Pero llego y saco más detalles sobre León: sus vecinos no se fían de él y la portera lo tiene atravesado. Aquí ninguno sabe a qué se dedica y, aunque ha comentado que es policía, creen que va de farol y nadie se lo ha tragado. Demasiado raro para ir armado, ¿no les hacen exámenes psicológicos antes de ingresar en la academia? Tendría que reconocerles que sí, pero dudo que entonces creyeran que cualquiera de mis compañeros y yo misma pertenecemos al Cuerpo. Lo más curioso, con todo, es que ni siquiera hizo falta sonsacar al personal, como habría sido lo habitual. Si conoces los mecanismos básicos para camelar, la probabilidad de que el juego de ganzúas duerma el sueño de los justos en el bolsillo de la chaqueta es alta, pero en este caso, y para mi sorpresa, ni siquiera fue necesario, las cotillas me lo resolvieron todo. En cuanto pisé la entrada del inmueble, la portera quiso saber sin disimulo a qué piso me dirigía; tercero c, respondí, y el grito que lanzó fue de antología: ¡Mariiiiiiii, una chica ha venío a ver al zumbao! De inmediato, una cabeza sembrada de rulos asomó curiosa desde el hueco de la escalera y, al final, la interrogada acabé siendo yo: que de qué le conocía, que ahora no está porque lo vio salir temprano cuando fregaba la escalera, que le dejó una copia de la llave para cuando se presenta el del contador y que hay que ver, una chavala tan fina que viene a su casa para darle una sorpresa por su cumpleaños sin que le paguen, no como a las otras.
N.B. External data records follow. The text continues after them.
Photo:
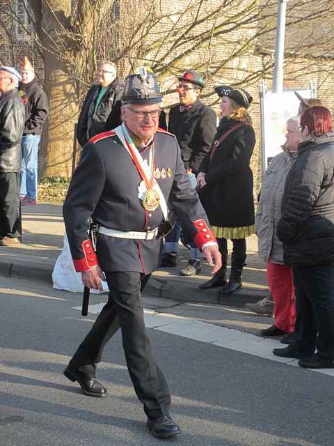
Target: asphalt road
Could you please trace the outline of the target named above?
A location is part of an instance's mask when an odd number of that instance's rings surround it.
[[[334,376],[149,328],[173,396],[172,415],[182,429],[173,440],[154,438],[134,395],[120,334],[99,367],[107,398],[84,396],[63,376],[95,317],[81,316],[75,309],[80,298],[0,276],[1,446],[334,445]],[[101,302],[105,296],[92,298]],[[205,330],[232,324],[252,331],[252,318],[230,307],[154,299],[145,306],[166,317],[205,321]]]

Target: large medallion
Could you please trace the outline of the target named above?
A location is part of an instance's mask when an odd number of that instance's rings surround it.
[[[160,197],[157,190],[152,187],[148,189],[143,200],[143,206],[146,210],[152,212],[155,210],[160,201]]]

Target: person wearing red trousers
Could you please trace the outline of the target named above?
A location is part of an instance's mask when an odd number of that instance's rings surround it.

El comentario no me asombra demasiado, pero ya dentro no puedo evitar, pese a todo lo que imaginé que encontraría, que la realidad me impresione. De un dueño tan maniático, tan meticuloso, tan remilgado, esperaba un orden milimetrado y, al contrario, nada más entrar me doy de bruces con una fantasía barroca y asimétrica de colorido abigarrado, la morada de alguien obsesionado por el coleccionismo de kiosco. Parece ser que le gusta atesorar objetos, pero sin el gusto de Terence Stamp en sus mejores tiempos, y es que el mundo está plagado de acaparadores frustrados: expositores con falsos huevos Fabergé, miniaturas de coches antiguos y plumas estilográficas de tienda de todo a cien, un juego de réplicas de dedales del siglo diecinueve, máscaras venecianas en doscientas veinte entregas, otras trescientas cuarenta semanas colgado de los mejores diseñadores de zapatos y, en lo que parece ser su despacho, un armario empotrado cerrado a cal y canto. Lo abro, a ver para qué estoy aquí si no, y lo encuentro repleto de ropa de mujer de estilo siniestro y desfasado. Recuerdo de golpe mi sueño, aquel en que me veía en medio de una mascarada, como en un baile de disfraces macabro precisamente con León riendo desencajado. Voy pasando con cuidado las perchas y admiro la pedrería de los trajes de época, el imponente cuero de los corsés, la excepcional elaboración de los encajes de la ropa interior. No me cuesta imaginarlo echándole una ojeada aquella noche al vestidor de Olvido en su apartamento. Que es un fetichista está claro, pero no me basta, yo he venido a comprobar si es capaz de cometer un asesinato.